- Cantique de la dédicace de la maison. Pour David.
- Éternel, je t’exalterai, parce que tu m’as tiré en haut, et que tu n’as pas réjoui mes ennemis à mon sujet.
- Éternel, mon Dieu, j’ai crié à toi et tu m’as guéri!
- Éternel, tu as fait remonter mon âme des Enfers, tu m’as rappelé à la vie d’entre ceux qui descendent au tombeau.
- Chantez à l’Éternel, vous ses adorateurs, et célébrez la mémoire de sa sainteté!
- Car en sa colère, il n’y a qu’un moment, mais en sa bienveillance toute une vie! Les pleurs logent le soir, au matin, c’est un chant de triomphe!
- Et moi, j’avais dit dans ma sécurité : « Jamais je ne serai ébranlé! »
- Éternel, par ta faveur tu avais affermi ma montagne ; tu cachas ta face, je fus éperdu.
- Je criai à toi, ô Éternel, et j’adressai mes supplications à l’Éternel.
- A quoi profilerait mon sang, ma descente au tombeau? La poudre te célèbrera-t-elle? Annoncera-t-elle ta vérité?
- Éternel! écoule et aie pitié de moi! Éternel, sois-moi secourable!
- Tu as changé mes lamentations en danses, tu as détaché mon sac et tu m’as ceint de joie :
- afin que la gloire te chante et ne se taise point. Éternel, mon Dieu, je veux te louer éternellement!
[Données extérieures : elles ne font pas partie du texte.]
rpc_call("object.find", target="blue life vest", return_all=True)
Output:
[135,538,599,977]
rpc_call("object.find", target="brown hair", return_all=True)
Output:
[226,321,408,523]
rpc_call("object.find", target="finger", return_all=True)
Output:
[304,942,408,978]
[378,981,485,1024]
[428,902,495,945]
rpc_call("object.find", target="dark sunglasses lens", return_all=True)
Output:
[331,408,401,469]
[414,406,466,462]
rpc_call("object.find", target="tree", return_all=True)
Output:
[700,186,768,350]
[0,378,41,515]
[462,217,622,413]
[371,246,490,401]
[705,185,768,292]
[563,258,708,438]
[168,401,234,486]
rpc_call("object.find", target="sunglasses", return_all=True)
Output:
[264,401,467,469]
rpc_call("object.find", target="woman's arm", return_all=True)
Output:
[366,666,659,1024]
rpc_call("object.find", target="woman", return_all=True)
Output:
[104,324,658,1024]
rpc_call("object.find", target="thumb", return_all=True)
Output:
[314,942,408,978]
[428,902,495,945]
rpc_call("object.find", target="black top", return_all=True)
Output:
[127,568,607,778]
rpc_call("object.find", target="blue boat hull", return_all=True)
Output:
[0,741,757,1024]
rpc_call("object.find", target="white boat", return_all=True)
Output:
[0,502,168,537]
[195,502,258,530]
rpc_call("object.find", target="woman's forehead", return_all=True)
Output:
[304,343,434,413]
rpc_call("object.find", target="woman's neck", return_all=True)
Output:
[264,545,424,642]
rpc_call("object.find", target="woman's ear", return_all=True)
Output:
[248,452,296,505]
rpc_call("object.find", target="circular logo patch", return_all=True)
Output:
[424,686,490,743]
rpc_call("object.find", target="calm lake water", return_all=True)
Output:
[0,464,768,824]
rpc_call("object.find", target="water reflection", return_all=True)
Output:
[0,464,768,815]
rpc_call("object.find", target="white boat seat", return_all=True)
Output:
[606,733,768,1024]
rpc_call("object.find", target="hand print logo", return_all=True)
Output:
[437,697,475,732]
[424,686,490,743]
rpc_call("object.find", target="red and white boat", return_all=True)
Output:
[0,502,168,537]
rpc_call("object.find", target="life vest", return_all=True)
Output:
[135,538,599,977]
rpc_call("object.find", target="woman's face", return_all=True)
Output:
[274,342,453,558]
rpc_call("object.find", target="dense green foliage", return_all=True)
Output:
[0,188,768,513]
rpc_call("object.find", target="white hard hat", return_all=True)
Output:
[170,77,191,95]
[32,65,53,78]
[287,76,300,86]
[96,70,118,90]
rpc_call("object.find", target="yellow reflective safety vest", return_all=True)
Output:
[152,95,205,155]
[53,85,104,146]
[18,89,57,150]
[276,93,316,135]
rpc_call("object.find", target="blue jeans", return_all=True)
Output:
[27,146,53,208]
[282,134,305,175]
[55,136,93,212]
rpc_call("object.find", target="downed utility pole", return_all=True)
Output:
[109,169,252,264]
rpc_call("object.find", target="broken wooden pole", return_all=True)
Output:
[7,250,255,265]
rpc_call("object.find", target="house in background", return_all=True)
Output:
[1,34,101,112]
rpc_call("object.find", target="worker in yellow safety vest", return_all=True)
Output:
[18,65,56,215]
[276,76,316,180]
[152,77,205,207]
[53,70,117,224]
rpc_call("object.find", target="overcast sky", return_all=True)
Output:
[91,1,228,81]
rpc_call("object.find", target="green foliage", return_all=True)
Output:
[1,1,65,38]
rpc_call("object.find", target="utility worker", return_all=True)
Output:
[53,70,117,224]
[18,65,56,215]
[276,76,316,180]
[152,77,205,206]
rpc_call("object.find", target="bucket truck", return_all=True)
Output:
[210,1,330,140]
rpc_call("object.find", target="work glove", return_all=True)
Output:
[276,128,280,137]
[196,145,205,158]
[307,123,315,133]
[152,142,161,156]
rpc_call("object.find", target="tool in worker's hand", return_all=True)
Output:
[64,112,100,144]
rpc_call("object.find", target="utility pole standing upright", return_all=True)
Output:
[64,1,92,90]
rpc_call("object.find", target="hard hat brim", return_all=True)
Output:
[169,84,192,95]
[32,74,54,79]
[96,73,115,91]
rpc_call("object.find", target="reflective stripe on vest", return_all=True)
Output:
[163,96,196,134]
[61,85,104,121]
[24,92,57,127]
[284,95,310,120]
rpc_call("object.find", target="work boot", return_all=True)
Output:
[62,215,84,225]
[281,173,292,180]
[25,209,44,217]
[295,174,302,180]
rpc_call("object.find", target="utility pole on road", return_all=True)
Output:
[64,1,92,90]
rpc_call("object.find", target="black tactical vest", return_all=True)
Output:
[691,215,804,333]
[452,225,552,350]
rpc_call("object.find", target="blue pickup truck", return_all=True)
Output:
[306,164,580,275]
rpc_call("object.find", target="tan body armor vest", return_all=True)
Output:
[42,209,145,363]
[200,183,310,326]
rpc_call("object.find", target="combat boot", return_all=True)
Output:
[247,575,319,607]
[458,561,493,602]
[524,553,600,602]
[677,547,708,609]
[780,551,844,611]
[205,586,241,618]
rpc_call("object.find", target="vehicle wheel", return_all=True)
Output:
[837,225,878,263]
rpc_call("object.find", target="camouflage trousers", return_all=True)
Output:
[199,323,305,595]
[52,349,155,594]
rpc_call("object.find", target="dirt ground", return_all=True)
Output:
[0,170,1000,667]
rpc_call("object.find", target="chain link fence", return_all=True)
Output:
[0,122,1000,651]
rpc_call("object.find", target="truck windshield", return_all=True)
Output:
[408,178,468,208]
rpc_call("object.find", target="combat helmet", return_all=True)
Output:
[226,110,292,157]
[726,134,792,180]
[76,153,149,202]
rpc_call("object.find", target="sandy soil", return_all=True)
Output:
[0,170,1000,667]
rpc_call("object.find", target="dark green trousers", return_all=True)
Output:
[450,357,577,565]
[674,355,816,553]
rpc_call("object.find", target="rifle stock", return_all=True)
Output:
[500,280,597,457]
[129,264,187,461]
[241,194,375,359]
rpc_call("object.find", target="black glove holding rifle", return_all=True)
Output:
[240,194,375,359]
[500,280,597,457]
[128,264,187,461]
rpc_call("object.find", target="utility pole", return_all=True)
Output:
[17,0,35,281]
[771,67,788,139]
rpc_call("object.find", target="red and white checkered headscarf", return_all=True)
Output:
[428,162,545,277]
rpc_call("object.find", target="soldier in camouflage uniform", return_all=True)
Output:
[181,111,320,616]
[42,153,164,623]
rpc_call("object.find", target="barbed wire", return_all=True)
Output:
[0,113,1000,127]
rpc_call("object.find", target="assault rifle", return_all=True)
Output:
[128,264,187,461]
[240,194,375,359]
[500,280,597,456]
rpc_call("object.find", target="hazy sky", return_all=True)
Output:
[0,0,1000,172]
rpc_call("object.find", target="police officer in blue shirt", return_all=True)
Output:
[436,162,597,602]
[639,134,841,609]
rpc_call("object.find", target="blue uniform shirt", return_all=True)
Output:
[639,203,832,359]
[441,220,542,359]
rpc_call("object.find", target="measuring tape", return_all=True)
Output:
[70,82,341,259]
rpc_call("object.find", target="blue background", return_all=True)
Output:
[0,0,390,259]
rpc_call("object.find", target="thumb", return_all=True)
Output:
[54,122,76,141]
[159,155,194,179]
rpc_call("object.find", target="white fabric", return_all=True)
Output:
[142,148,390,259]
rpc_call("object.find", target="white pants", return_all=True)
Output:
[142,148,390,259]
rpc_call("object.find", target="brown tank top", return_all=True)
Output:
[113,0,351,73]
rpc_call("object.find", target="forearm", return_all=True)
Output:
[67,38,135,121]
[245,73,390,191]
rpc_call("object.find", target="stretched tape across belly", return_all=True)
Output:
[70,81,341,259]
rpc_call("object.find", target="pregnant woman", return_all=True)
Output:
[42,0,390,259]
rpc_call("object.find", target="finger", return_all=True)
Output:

On ne voit pas au premier abord comment le contenu de ce Psaume s’accorde avec son titre. Il n’y est point question de la dédicace d’un édifice quelconque. David y rend grâces à Dieu de l’avoir délivré de quelque épreuve qui avait réveillé en lui un vif sentiment de ses péchés, de sa faiblesse et de l’instabilité des choses humaines. L’explication la plus simple nous paraît être la suivante. On peut supposer que ce Psaume fut composé en vue de la consécration solennelle de l’aire d’Oman, Jébusien, sur laquelle le temple (la maison de l’Éternel) devait être construit (2 S 24.18-25 ; 1 Ch 21.18-28, 22.1) et que l’épreuve à laquelle il faisait allusion était la maladie mortelle dont le peuple avait été frappé peu auparavant à cause du dénombrement ordonné par David, un moment enivré de sa prospérité et de sa puissance. A l’appui de cette supposition, on peut faire remarquer que le psalmiste confesse (verset 7) qu’il s’était trop confié en ses propres forces et qu’il avait perdu de vue sa dépendance envers Dieu ; le verset 12 peut se rapporter aux signes de deuil et d’humiliation dont David et les anciens du peuple se revêtirent à l’occasion de cette grande calamité publique. 1 Ch 21.16.
Ce Psaume étant destiné à célébrer la miséricorde de Dieu qui abrège les châtiments et les fait cesser dès qu’ils ont produit leur effet et que le pécheur revient à lui avec repentance et avec foi, peut convenir à des circonstances historiques analogues à celles pour lesquelles il fut composé. C’est ainsi que nous pouvons nous représenter qu’il fut chanté de nouveau lors de la consécration du temple de Salomon (1 R 8) et peut être lors de celle du second temple et que l’on en fera encore usage lors de la restauration du peuple d’Israël et de la dédicace d’un nouveau temple. Il y a toujours, pour le peuple de Dieu, des péchés à confesser et des actions de grâces à rendre.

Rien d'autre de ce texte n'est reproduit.